All of this happened because a script had been taken too far and had never been given adequate sanity checks. It should have refused to write any output when there were inadequate backends available. Instead, it just used the one or two which still existed (as hard-coded 'last resort' fallbacks) for the whole world, and everything which followed was inevitable.

If your load balancing system involves scripts and humans pushing the output of those scripts without running a "diff" to see what's actually changed, you should worry. Also, if this sort of thing happens outside of the realm of a source control mechanism which has audit history and the ability to roll back to old versions, you should really worry.

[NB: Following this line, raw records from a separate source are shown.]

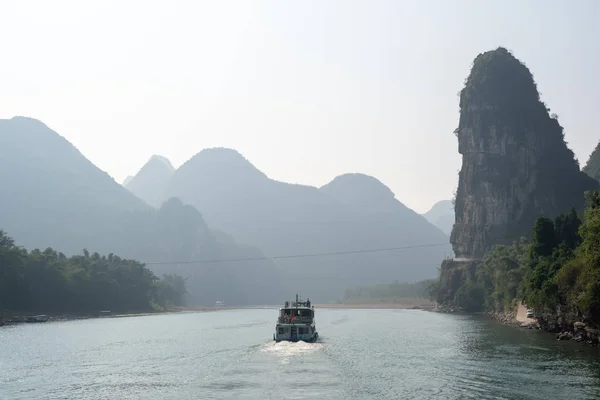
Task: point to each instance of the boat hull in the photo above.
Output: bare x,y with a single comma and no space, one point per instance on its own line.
312,339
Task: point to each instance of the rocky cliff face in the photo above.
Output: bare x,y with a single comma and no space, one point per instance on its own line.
592,168
516,165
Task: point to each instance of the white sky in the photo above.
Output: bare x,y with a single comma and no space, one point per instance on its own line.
306,90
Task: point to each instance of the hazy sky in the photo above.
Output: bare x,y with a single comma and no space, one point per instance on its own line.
306,90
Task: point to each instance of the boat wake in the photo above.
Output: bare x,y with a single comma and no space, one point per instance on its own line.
287,350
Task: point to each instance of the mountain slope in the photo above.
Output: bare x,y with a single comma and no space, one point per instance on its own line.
285,219
147,184
592,168
52,196
441,215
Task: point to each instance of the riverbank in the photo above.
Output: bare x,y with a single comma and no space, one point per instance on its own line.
385,305
20,319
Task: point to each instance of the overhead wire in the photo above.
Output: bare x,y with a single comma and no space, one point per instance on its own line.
333,253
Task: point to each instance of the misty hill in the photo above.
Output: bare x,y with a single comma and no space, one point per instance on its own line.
52,196
127,180
592,168
154,174
441,215
353,212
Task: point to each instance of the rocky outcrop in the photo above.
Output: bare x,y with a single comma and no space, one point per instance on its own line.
516,165
453,275
592,167
441,215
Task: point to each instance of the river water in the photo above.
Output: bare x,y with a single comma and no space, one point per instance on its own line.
362,354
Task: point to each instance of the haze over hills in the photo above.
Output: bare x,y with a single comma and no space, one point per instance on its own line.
592,167
155,173
52,196
353,212
441,215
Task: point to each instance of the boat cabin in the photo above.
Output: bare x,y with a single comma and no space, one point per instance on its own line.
302,315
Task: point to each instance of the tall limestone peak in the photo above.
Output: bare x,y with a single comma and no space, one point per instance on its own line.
592,168
149,183
516,165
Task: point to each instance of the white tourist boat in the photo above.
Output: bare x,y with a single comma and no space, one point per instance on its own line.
296,322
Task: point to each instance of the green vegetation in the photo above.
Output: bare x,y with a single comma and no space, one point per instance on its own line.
557,272
394,291
48,281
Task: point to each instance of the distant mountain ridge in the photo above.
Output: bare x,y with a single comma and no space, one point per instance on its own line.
352,212
154,174
52,196
592,167
441,215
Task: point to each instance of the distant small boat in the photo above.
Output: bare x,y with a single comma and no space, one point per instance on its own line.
37,318
296,322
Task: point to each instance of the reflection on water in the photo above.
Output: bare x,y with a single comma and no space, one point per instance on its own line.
362,354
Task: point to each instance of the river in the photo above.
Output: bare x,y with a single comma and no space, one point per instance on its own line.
362,354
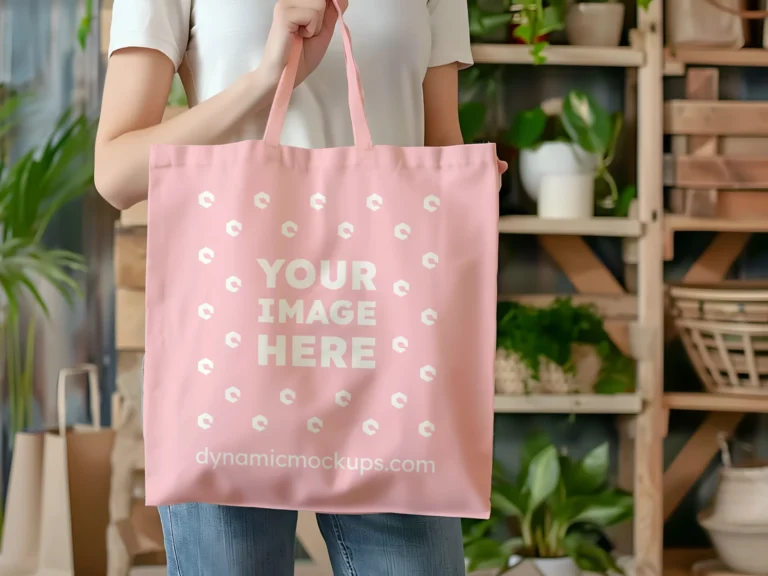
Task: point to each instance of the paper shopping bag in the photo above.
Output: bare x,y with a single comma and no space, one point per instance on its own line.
75,499
21,525
320,326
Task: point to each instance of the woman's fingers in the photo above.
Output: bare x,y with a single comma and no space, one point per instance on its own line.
304,17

Another piece of the puzzle here is that the frontends all tended to switch to the new data in unison. Instead of having a staged rollout, it all happened globally within the span of a couple of seconds. When you stage things, you can see if something's wrong because the staging site will start behaving oddly. The others will still be unchanged and will give those users normal behavior. This way you don't mess up all of your users at once.

Does any of this sound familiar? It's probably happened more than once already.